密造酒みつぞうしゅだな。後で取り締まるんだよ……ギャング共の巣ごとな」


 なるほど、と蓮夜は胸中で合点がいった……大正11年にアメリカで制定された禁酒法で国内の酒類がほぼすべて禁止されてしまっている。

 おそらくその密造酒はアメリカ全土で作られているのであろう、キッドはその捜査に手を取られてDT・ホウを見逃してしまったりしたのだろう。


「ストライプスターは?」

「俺とアンダーテイカー以外は全土に散ってそれぞれクソ虫の駆除中だ……年に数回顔を合わせる程度さ。完全に分断されている」


 思ったよりも深刻そうなキッドの陣営、ストライプスター。それぞれアメリカの全土から集められた実力者で日本の月夜連合よりも規模は大きい。

 その強みの一つである数が今は失われている。 


「ずいぶん大きい独り言さね長官、軽すぎる口は縫っちまうよ? くっくっく」


 こんこん、と今更のように開いた木のドアを叩いて白衣に身を包んだアンダーテイカーが病室に入ってきた。


「おう、縫えるもんなら縫ってみろ。その尻に3つ目の穴を開けられる覚悟があるならな」

「ひっひっひ、酷いジョークさね。ねえ斬鬼?」

「酒が入ってない分マシじゃな。此奴、日本で酒を飲んだ時全裸で女湯に飛び込んだぞ」

「あ! それ黙ってろって!!」

「キャシーが聞いたら長官、全身の皮を剥がれてバッグにされるさね……良いことを聞いたよ斬鬼。」


 ちなみに月夜花での事であり、中居の皆様からフルボッコにされたキッドさんである。

 禁酒法から開放されたキッドは日本酒を浴びるように飲み、禁酒法以前に輸入された自国の酒をたらふく胃に納めてしまい……気が大きくなってしまった。


「そうか、定期的にストライプスター宛に手紙でも書こうかの」

「はっ! よく言うぜまともに字も書けないくせして!!」

「……アンダーテイカー、その問診票とコークスペンを貸してもらえるか?」


 蓮夜が手紙を書けるわけもない、とキッドはゲラゲラ笑い始めたのだが……アンダーテイカーから受け取った紙とペンに蓮夜はサラサラと文を連ねていく。


 その字は綺麗に整った筆記体で……『お主、成長せんのう』と記されていった。


 思わずアンダーテイカーがうなるほど丁寧で読みやすい字。


「……嘘だろ」

「灯子には教師の才能があると思っておる」

「……長官、謝ったほうが良いんじゃないかい? 長官の報告書よりキレイな字さね」

「あ、あのー蓮夜さん? できれば若い日の思い出は墓場にしまっておこうとか思ってくれたりしませんか?」

「お主の態度次第じゃな! はっはっは!」


 ある意味キッドから一本取れた蓮夜は上機嫌で笑う。


「く、クソジジイ。いつの間に」

「月夜連が解体されてから暇でのう、灯子に習ったのじゃ」


 ちなみに蓮夜の憶えは早く、歳的にも難しいんじゃないかと思っていた灯子ですら呆れたほどだった。

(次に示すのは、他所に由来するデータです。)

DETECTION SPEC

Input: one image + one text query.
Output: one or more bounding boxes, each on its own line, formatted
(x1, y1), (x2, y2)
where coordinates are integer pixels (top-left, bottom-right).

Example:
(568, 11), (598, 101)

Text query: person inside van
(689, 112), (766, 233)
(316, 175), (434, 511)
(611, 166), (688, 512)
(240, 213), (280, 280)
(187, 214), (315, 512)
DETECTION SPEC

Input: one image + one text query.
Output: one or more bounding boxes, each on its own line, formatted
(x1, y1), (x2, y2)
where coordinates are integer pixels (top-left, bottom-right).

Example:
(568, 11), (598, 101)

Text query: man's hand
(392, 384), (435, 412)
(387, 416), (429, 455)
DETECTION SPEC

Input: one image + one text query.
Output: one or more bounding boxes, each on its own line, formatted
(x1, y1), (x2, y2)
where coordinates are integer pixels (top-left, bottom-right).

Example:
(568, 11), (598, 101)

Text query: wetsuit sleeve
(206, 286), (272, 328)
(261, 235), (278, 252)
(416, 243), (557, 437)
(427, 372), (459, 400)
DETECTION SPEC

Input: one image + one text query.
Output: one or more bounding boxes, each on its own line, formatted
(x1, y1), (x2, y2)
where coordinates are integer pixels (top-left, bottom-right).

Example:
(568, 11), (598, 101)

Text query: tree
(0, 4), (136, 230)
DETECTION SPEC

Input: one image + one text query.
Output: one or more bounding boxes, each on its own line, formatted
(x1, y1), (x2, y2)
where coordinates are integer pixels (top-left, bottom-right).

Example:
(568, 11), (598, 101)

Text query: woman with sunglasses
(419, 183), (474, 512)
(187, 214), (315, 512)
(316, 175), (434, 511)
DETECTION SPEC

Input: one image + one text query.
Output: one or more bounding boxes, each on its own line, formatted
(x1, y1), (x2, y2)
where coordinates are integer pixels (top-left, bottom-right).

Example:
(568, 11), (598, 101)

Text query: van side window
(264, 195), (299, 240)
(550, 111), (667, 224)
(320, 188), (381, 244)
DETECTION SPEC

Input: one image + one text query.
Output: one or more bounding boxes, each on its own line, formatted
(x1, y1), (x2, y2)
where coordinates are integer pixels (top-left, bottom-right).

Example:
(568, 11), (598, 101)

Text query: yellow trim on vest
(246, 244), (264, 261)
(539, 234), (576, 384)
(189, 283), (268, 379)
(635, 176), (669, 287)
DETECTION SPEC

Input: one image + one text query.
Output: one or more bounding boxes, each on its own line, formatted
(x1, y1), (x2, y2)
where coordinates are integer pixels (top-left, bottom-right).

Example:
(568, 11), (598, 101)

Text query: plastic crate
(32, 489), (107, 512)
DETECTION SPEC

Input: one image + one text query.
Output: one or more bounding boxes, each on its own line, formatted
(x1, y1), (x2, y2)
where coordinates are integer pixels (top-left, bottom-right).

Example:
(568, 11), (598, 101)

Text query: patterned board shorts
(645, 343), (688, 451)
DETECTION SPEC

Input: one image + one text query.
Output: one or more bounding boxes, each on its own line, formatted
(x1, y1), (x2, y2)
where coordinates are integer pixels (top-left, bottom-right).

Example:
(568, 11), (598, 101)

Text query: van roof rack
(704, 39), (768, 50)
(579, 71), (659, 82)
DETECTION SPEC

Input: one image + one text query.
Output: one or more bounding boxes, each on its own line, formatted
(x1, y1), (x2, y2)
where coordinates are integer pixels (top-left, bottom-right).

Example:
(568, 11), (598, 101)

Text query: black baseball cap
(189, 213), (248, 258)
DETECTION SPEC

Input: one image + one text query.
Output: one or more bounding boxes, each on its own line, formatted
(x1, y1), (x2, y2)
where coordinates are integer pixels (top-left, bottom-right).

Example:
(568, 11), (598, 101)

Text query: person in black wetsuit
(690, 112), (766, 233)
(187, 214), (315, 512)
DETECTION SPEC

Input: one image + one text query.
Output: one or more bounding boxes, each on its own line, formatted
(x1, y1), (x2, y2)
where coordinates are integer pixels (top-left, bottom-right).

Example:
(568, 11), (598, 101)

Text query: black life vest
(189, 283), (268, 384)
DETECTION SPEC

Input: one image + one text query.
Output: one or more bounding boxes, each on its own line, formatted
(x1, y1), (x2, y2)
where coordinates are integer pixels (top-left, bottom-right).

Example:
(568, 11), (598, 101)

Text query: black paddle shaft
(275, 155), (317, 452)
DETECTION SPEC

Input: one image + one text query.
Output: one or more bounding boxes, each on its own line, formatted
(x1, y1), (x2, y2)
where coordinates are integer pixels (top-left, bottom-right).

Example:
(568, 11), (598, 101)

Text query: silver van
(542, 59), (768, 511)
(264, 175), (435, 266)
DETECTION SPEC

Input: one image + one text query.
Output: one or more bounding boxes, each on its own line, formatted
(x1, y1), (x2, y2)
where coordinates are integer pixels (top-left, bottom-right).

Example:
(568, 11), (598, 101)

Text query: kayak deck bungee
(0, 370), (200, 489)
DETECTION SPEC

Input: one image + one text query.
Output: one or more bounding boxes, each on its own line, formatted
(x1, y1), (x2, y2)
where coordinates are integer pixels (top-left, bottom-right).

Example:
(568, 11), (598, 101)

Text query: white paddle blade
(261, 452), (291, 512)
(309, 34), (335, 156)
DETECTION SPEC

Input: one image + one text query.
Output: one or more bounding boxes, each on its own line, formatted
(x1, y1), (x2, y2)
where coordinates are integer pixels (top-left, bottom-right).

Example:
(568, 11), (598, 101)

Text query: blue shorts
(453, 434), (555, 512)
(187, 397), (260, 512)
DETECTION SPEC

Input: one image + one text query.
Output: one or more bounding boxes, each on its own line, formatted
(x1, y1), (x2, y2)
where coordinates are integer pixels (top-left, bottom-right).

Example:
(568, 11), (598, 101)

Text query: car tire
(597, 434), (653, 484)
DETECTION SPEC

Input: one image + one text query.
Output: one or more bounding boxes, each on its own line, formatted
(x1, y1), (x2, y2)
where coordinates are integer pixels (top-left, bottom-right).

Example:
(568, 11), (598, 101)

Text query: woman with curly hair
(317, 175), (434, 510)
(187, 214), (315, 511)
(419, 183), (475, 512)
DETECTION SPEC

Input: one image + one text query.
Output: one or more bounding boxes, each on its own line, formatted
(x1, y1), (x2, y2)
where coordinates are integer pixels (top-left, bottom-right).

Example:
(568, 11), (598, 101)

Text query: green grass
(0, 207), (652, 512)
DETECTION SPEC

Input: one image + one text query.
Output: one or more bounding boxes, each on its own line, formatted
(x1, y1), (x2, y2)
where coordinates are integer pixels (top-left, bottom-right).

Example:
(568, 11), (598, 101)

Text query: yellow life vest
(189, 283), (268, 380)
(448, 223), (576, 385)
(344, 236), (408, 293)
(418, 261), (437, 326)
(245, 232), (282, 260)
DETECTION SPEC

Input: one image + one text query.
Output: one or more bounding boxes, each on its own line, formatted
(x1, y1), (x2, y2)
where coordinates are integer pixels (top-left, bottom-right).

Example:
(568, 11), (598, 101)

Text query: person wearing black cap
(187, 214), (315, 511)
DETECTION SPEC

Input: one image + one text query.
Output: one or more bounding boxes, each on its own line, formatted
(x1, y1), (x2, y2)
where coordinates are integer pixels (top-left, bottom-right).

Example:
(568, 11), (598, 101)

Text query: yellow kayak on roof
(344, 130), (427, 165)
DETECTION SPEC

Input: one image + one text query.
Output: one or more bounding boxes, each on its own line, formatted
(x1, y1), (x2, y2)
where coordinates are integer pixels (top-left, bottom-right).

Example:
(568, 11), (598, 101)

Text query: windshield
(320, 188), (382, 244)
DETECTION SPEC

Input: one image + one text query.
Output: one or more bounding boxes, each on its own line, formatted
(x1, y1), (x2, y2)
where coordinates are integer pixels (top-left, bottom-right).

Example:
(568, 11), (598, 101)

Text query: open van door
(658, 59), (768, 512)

「そのお嬢ちゃんがそろそろしびれを切らしているからね。爺さん、退院だよ」

「うむ、そもそも怪我などしておらんしな。そこの阿呆と違って」

「言ってろ、今度その脳天に鉛玉ぶち込んでやるぜ」

「長官も退院していいさね。ヒビが入ってるだけだったからねぇ」


 アンダーテイカーが笑いながら二人に退院許可を出す。

 蓮夜は一応弾丸を掠めた肩……本人すら気づいてなかった傷だが念の為他のところもみてもらい、キッドも本人申告でアバラが折れているとのことだったので検査をしたのだった。


「元気な爺さん共で何よりさね」

「まだジジイ扱いされる歳じゃねぇよ。そこの枯れた細木みてぇな奴と違ってな」

「肋骨ではなく首を折るべきだったかのう」


 久しぶりの邂逅に実弾をぶっ放したキッドもキッドだが、割と蓮夜も酷いことをサラリとキッドに向けて放つ。


「掛け値なしの本気でやろうとしてるのは仲がいいのか悪いのかわかんないねぇ」

「「どうせ死なないし(のう)」」


 事実本気で戦った場合、今回のように蓮夜はキッドに勝てるかと言われればかなり本気で悩むだろうし。

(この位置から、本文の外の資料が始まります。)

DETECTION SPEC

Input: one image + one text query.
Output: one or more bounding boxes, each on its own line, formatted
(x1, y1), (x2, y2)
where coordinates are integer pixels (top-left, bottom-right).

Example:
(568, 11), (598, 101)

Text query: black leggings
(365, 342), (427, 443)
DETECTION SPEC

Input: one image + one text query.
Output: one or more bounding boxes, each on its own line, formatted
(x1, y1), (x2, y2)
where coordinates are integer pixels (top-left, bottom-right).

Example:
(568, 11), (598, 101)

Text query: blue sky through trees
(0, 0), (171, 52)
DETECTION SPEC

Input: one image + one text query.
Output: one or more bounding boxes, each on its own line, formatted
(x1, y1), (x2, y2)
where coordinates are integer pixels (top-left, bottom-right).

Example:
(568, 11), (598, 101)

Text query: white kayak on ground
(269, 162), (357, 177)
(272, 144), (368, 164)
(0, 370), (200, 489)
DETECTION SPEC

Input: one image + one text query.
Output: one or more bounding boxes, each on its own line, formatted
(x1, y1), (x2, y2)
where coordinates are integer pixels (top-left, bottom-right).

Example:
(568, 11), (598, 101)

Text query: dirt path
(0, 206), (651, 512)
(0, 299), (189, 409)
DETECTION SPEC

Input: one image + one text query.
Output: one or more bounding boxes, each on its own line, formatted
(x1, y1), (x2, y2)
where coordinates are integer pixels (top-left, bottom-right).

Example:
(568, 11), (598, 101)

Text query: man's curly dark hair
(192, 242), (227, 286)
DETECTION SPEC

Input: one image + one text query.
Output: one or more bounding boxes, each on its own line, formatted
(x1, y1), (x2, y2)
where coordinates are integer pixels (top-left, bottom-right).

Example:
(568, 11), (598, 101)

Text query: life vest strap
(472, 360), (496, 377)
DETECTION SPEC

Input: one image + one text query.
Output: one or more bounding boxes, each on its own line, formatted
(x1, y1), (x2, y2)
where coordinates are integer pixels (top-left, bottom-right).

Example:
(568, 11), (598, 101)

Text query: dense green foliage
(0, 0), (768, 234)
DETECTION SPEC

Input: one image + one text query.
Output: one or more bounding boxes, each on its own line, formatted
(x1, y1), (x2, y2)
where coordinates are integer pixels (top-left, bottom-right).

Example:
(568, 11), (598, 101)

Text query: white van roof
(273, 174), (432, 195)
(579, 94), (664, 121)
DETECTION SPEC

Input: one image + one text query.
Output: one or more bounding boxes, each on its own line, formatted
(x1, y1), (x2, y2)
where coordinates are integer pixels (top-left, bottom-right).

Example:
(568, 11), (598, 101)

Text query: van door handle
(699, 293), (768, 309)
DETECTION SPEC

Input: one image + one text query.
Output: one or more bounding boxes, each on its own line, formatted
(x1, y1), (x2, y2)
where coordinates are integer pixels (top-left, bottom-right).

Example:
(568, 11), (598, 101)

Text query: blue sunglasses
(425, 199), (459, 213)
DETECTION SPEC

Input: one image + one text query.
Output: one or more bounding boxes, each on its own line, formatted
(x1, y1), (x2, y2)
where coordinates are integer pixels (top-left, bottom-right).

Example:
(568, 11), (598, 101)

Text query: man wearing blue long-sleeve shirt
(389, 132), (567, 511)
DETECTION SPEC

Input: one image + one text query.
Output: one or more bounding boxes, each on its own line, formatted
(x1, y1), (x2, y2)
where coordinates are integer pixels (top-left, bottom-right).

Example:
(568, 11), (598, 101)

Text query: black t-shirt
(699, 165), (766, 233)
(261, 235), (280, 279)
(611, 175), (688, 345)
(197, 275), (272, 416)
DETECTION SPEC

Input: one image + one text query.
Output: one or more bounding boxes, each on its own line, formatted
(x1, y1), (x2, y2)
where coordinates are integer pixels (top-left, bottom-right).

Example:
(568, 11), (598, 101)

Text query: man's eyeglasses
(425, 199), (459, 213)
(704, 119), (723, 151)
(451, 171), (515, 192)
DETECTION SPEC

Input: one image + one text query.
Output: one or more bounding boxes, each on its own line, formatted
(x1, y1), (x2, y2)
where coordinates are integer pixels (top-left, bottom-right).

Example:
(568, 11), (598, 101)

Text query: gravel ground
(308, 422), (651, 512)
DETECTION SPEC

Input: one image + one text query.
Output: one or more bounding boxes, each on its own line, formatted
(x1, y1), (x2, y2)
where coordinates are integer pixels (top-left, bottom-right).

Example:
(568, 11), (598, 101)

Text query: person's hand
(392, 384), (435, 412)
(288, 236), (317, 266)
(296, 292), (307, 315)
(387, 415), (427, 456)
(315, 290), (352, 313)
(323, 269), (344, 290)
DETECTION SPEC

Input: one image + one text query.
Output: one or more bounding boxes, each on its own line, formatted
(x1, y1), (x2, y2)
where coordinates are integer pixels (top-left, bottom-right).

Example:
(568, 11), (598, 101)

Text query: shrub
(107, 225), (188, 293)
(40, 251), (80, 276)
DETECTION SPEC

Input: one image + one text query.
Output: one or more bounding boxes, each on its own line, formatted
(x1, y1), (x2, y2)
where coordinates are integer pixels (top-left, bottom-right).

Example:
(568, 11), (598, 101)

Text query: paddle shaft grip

 キッドはよほど運が良くないと蓮夜に勝てないと普段からアンダーテイカーに愚痴をこぼしていた。


 それ故に、二人は妙な信頼関係でお互い本気で命を奪うつもりでじゃれ合いをする。

 最強同士の信頼とでも言うのだろうか? アンダーテイカーからしてみれば理解できないものだった。


「本当にわからないねぇ、まあいいさね。長官も早く直しておくれ、例の件が進んだからアタシは東に戻る予定だからねぇ」

「ああ、しらさぎの襲撃の件か……わかった。あの嬢ちゃんの案内が終わったらそのままシカゴへ向かっていいぞ」

「こっちの守りが手薄になるさね、ギャング共が手ぐすね引いてるってのに」

「お前が日本にいる間に一人ストライプスターが増えた。そいつはこっちで研修がてら守りに当たらせる」


 キッドの唐突な話に首を傾げるアンダーテイカー、そんな簡単になれるものではないはずなのにと疑惑の視線をキッドに向けると肩をすくめてキッドが説明し始める。


「行き倒れていたところを拾ってよ……ちなみに試験で完全装備のストライプスター3人が2分で全滅した」

「……長官、嘘はもうちょっと上手くつくさね」

「お前だったらちょっとはいい勝負だったかもしれねぇな。ヘビーロックとキーニング、マダムの3人だ」

「あの3人か、儂も会ったことがあるが……大したもんじゃのう」


 蓮夜の脳裏にいかつい顔をしつつも子どもに甘い巨躯と言うにふさわしい筋肉と鋼の精神を持つ色黒の青年、常にヘッドホンで大音量の音楽を聞いてるのにこちらの言葉や問いかけには必ず答える素直な少女、もはや裸のほうが健全では? と頭を抱えるほどの美女の姿が浮かぶ。


 それぞれボクシングの名手、諜報員の最精鋭、狂気を完全に制御して敵を殲滅する美しき兵士……訓練で出会うと蓮夜を始め月夜連合の戦士が真っ先に狙う相手だ。


「どんな化け物だい? アタシでも苦戦するよあの3人」

「まあ、引き継ぎの時に顔を合わせる。フロリダの本署で手続き済ませてこっちに向かってるからよ……お前と気が合うはずさ」

「異常者扱いは勘弁さねぇ、こーんなに真面目な医者は他にはいないさね」


 両手を広げて得意気なアンダーテイカーにジジイ2人は顔を見合わせて言い放つ。


「「鏡を見たほうがいい」」


 少なくとも胸元全開でキャバクラにでもいたほうが似合う女医が真面目とは言えないからだ。